The confusion matrices obtained show per-class accuracies ranging from 0.77 to 0.99, with the strongest performance on the Forest and Industrial classes and the main residual confusion between Herbaceous Vegetation and the other vegetated classes. The work was presented as “Multi-class classification with hybrid classical-quantum CNN” at IGARSS 2022.
Outcome and significance
Taken together, the two workstreams demonstrate the practical usability of quantum neural networks as generators, classifiers, and regressors for image data on NISQ hardware. The contribution of the collaboration is therefore twofold: concrete hybrid architectures that make image-scale problems tractable on current quantum devices, and evidence-based trained models, accuracy figures, and generated imagery, for assessing where quantum machine learning stands today with respect to Earth observation tasks.
Project Outcomes
- Latent style-based quantum GAN — implementation of the quantum generator and pretrained-autoencoder pipeline for image generation (Chang, S. Y. et al., “Latent Style-based Quantum GAN for High-quality Image Generation”, arXiv:2406.02668 (2024))

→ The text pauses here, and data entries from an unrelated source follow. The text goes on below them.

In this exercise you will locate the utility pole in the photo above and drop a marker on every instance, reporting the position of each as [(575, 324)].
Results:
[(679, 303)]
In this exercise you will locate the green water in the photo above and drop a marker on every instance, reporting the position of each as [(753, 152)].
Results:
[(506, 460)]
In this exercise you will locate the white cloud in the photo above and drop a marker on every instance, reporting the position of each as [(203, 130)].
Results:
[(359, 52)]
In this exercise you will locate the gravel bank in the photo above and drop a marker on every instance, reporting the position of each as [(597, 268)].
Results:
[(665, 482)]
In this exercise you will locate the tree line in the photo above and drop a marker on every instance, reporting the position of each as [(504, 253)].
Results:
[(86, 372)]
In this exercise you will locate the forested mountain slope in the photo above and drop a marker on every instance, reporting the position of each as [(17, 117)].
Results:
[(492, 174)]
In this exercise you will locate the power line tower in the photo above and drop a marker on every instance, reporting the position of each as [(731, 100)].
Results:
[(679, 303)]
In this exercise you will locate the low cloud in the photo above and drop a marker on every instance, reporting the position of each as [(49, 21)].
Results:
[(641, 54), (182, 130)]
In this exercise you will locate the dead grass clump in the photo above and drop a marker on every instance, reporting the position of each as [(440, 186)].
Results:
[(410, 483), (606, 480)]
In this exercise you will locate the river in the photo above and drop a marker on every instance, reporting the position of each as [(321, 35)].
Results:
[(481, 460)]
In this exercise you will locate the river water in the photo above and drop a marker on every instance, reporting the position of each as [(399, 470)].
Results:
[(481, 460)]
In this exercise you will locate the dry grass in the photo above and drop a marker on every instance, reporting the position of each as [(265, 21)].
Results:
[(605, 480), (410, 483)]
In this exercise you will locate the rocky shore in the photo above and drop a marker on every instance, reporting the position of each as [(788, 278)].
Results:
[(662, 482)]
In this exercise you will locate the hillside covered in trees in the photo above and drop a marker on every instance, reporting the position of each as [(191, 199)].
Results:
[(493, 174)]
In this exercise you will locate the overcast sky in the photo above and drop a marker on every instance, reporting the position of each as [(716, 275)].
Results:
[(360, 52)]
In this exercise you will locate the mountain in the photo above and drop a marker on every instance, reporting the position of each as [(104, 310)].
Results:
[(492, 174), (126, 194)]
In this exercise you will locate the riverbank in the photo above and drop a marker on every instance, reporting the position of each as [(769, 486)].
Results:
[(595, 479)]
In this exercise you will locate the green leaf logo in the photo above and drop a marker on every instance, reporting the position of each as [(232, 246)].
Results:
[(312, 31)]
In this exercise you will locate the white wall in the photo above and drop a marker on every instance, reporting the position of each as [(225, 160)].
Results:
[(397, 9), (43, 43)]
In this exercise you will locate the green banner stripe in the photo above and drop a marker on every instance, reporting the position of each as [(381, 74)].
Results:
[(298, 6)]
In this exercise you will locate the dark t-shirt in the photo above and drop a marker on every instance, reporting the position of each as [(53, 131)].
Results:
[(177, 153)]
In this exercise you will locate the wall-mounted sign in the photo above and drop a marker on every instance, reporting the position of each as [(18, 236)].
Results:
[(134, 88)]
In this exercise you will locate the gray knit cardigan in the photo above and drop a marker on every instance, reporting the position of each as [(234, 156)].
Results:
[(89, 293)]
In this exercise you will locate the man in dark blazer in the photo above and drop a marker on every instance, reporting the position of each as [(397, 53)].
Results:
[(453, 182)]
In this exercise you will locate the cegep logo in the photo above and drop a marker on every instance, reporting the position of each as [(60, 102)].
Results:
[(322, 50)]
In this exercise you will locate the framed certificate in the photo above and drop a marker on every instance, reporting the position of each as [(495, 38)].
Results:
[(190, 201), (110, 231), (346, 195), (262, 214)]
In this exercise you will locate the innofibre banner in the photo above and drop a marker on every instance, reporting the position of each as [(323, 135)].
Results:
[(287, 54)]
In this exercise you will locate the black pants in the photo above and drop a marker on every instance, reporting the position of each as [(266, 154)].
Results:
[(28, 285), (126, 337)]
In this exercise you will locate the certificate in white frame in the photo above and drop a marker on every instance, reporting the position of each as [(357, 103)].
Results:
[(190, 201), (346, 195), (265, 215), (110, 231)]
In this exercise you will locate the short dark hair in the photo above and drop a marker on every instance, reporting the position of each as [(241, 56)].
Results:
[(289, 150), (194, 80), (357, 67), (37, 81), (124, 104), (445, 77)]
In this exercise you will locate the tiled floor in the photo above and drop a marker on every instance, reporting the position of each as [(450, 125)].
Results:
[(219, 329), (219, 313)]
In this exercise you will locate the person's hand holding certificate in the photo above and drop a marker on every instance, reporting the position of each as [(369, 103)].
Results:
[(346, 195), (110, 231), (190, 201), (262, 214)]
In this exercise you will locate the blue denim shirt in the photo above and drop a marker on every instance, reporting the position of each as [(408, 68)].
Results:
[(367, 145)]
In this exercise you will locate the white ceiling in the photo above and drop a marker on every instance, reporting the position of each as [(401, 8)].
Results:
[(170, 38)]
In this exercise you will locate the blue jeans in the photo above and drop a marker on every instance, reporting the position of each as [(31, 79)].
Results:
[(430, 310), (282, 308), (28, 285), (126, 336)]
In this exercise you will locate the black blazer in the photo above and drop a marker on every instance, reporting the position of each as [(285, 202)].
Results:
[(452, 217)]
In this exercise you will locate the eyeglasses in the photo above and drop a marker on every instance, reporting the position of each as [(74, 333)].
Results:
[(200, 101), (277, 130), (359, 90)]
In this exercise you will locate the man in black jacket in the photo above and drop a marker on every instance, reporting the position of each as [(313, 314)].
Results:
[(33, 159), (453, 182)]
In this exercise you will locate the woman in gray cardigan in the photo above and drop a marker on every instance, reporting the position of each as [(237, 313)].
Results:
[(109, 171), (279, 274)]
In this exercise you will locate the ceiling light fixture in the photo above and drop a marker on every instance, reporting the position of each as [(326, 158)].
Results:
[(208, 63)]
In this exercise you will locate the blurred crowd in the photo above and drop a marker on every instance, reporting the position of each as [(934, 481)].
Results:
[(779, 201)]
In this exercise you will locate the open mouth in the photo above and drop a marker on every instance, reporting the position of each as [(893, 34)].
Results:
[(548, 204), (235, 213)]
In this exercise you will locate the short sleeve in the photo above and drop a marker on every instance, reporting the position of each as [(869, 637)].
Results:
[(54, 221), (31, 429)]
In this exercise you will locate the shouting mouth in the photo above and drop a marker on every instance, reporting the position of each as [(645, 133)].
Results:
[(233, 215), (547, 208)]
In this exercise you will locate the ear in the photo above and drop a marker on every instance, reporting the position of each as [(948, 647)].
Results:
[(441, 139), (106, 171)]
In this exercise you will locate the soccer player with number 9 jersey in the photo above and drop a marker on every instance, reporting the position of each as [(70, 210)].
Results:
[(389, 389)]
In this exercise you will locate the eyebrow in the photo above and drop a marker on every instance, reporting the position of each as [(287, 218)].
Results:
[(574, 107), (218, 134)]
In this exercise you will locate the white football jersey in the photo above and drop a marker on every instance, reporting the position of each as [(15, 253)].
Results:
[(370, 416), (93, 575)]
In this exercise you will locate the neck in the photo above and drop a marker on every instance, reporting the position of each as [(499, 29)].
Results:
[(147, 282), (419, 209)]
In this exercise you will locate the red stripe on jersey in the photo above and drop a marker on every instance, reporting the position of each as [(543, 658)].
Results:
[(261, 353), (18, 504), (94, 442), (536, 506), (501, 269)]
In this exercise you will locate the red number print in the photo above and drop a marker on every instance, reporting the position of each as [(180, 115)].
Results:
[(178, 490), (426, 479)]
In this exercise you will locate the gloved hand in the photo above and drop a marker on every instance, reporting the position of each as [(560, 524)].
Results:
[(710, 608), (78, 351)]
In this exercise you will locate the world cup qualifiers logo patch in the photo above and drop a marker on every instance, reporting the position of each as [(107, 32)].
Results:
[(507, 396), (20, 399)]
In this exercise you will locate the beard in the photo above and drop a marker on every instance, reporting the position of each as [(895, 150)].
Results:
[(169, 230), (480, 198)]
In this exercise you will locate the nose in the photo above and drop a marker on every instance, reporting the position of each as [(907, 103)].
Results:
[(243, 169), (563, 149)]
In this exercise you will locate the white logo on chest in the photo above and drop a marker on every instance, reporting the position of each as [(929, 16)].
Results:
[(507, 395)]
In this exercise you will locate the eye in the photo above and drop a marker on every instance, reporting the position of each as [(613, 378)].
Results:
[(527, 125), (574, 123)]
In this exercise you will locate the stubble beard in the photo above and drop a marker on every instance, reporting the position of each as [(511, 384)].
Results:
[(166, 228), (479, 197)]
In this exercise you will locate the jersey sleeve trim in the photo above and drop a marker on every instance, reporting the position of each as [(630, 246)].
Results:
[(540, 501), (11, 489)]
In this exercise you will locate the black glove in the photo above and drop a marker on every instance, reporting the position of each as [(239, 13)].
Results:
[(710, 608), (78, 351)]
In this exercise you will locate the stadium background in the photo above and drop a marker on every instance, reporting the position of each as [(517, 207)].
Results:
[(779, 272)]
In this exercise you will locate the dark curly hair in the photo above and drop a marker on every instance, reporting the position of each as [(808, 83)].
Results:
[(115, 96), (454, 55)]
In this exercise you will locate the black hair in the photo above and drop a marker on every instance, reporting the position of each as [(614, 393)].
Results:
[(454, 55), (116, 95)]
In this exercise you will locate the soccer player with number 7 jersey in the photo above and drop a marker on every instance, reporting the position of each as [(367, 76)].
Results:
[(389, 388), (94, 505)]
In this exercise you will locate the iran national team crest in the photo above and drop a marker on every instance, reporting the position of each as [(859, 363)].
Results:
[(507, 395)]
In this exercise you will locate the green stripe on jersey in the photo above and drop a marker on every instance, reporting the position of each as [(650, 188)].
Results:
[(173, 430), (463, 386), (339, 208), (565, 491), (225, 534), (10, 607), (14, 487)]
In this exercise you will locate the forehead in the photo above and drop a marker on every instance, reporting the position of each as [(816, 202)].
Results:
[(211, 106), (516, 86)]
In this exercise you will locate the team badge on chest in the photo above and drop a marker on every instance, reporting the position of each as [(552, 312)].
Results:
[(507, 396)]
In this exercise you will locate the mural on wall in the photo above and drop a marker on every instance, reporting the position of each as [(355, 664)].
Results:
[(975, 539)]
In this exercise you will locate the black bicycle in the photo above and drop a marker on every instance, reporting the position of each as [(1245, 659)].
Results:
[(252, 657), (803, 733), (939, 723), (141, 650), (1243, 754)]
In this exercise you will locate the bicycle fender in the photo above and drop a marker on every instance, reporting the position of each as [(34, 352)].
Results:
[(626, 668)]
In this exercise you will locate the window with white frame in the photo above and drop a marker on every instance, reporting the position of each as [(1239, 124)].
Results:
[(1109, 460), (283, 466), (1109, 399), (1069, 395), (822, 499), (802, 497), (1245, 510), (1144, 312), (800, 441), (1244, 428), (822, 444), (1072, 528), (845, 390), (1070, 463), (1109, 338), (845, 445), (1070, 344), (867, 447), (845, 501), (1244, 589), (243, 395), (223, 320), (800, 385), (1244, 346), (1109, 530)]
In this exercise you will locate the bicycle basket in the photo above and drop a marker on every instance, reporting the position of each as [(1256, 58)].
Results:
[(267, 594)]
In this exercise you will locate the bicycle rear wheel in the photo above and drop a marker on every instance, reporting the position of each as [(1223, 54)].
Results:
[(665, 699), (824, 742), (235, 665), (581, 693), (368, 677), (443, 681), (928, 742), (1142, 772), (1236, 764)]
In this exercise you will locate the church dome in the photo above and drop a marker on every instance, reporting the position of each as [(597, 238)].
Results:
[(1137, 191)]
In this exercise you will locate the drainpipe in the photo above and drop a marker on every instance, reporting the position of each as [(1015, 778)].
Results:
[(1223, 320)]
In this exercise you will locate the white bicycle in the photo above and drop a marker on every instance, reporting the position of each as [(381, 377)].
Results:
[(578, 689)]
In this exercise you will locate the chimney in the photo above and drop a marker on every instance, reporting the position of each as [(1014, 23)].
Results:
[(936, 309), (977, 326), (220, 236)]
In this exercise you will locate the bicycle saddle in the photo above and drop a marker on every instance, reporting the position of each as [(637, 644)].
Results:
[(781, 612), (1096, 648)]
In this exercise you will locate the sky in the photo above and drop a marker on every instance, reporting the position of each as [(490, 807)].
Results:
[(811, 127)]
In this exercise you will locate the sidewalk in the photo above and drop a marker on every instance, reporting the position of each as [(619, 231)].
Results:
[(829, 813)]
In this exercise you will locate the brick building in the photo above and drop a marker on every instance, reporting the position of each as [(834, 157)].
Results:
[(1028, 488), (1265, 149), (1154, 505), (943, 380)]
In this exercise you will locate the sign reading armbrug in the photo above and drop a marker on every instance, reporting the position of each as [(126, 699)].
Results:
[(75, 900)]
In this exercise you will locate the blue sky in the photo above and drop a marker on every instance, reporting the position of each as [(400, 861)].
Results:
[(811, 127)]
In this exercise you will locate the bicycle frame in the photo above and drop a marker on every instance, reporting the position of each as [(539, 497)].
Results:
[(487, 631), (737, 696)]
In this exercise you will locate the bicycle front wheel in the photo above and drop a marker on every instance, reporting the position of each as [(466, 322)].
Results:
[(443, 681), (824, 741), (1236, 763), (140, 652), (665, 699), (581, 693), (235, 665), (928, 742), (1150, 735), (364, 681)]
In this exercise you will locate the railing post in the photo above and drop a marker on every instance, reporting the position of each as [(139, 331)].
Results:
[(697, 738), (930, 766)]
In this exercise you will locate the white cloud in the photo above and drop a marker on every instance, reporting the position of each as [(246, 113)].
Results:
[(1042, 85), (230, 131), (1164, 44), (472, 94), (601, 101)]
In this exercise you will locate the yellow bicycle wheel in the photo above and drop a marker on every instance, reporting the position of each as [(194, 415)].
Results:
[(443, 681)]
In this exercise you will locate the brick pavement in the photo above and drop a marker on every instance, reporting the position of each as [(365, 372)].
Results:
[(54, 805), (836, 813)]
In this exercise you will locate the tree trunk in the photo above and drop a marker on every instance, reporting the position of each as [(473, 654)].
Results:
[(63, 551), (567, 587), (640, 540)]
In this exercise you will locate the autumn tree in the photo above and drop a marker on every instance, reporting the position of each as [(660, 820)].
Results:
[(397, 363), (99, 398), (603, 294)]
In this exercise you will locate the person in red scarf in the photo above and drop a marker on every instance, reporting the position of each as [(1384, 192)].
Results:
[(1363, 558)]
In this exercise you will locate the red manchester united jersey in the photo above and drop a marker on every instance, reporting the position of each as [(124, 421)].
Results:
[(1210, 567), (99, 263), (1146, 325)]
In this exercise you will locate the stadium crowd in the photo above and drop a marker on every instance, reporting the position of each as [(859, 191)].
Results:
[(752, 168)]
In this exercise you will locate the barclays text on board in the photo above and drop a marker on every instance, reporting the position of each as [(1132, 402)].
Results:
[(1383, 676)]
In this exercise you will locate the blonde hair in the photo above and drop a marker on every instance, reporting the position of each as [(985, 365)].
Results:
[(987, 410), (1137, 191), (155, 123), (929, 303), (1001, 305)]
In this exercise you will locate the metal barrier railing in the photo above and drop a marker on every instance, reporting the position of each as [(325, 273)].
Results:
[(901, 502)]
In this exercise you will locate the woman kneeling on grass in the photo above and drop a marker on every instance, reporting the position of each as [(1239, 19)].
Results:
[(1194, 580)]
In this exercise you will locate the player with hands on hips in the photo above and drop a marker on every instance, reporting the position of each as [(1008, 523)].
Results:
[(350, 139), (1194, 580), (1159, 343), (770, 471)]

- Hybrid classical–quantum CNN — implementation and EuroSAT multi-class classification experiments (repository link to be added) (Chang, S. Y. et al., “Multi-class classification with hybrid classical-quantum CNN”, IGARSS 2022)
- PhD thesis of Su Yeon Chang (EPFL), completed September 2024.
Outcome of the collaboration
The collaboration delivered quantum neural network models that are usable in practice on NISQ hardware for Earth observation imagery, covering generation, classification, and regression. The two flagship results are a latent style-based quantum GAN that produces high-quality images from a compact quantum generator, and a hybrid classical–quantum CNN that achieves 0.77–0.99 per-class accuracy on EuroSAT land-cover classification.